Remember I mentioned that they usually pay in cash or by card? When we designed the base, we thought so too. Adding a new payment type means adding new fields to the database (we have PostgreSQL), and to the history of operations, one of the largest and most popular tables. On its basis, reports are formed, one of the key functions of MyStore. This time.

The second important point is that the service is stopped for updating only when there is simply no other way. This means that our decision should come to profit. This part deserves a separate article.

In addition to the usual payment, such exotic operations as prepayment, refund of payment and refund of prepayment are also possible. All of them must be correctly taken into account when working with QR. We simply did not begin to make a mixed QR + payment in cash or by card, otherwise we would have finally got lost in the rapidly becoming more complex logic.

MoySklad does not process payments, only records them. The cashier returns the money to your hands or to the card on his own, without the participation of cash register software. Paying via QR becomes a little more difficult: now the backend is responsible for canceling the transaction and refunding the payment. To do this, we save its ID after initialization.

In the API, both operations sit on the same endpoint (copied from Tinkov). Before making a payment, the transaction can be canceled, and when trying to pay, the buyer will see an error in the bank’s application. If the payment has already passed, a refund will be issued. In the event that something went wrong at the checkout, the store owner can always make a refund from his personal account in the bank.

Kassa MoiSklad is not a website, but a desktop application and a couple of mobile clients for iOS and Android. They can easily work even in the absence of communication for months: for this, a local base is raised there, that is, in fact, its own small backend. Accordingly, migration must be carried out both on the server and on the client.
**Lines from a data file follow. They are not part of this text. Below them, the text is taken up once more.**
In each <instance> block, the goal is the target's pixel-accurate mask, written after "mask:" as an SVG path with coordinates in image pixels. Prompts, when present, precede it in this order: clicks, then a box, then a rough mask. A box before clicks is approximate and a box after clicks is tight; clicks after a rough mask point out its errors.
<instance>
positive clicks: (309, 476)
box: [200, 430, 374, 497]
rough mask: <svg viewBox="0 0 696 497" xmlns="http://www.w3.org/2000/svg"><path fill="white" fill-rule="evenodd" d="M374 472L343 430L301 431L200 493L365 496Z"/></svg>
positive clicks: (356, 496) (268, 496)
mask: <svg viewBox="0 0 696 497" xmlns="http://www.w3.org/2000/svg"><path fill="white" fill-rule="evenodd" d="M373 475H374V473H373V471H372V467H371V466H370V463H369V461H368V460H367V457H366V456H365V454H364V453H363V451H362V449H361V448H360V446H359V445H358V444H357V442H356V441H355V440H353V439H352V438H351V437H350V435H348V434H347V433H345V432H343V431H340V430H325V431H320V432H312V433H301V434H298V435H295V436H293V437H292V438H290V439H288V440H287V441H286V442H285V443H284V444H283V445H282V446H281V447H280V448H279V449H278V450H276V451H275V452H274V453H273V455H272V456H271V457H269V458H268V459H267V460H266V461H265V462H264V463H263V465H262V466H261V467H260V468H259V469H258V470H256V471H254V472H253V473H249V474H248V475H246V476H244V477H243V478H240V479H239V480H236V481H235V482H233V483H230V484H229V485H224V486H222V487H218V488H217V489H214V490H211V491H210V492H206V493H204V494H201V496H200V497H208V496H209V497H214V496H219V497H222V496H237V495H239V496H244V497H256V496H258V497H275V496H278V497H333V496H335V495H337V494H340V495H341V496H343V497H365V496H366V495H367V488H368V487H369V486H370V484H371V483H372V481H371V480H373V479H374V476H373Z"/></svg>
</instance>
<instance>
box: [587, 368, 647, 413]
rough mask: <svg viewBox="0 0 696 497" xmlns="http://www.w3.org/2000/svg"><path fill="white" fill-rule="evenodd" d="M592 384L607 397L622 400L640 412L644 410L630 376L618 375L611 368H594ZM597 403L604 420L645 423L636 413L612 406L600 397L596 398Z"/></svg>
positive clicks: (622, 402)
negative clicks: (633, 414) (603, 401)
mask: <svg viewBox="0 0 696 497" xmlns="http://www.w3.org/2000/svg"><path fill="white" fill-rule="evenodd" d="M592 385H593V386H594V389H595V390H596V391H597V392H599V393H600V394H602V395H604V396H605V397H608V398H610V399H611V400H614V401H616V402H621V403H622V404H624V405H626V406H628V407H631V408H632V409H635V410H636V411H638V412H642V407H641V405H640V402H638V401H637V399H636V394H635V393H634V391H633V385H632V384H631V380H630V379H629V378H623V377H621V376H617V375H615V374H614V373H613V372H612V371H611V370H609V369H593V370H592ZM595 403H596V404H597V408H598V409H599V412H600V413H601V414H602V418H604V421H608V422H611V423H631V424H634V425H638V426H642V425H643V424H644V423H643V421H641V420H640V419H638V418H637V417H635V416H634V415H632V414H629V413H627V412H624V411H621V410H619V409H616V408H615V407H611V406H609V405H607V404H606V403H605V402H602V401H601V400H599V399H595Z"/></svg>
Breaking a local database means turning the checkout into a brick, or even worse: losing all data. A truly apocalyptic support scenario.

Moysklad Kassa architecture (simplified)
Moysklad Kassa architecture (simplified)

There is still a lot to tell about the desktop application, so let’s dwell on the problems that are relevant specifically for this task.

Fuh.


We launched SBP with Tinkov on October 1, and on December 1 – integration with Sberbank, Pay by QR. It’s almost February now, and we see a dozen daily payments. Customers use it, people pay for their purchases by QR. So, it was not in vain!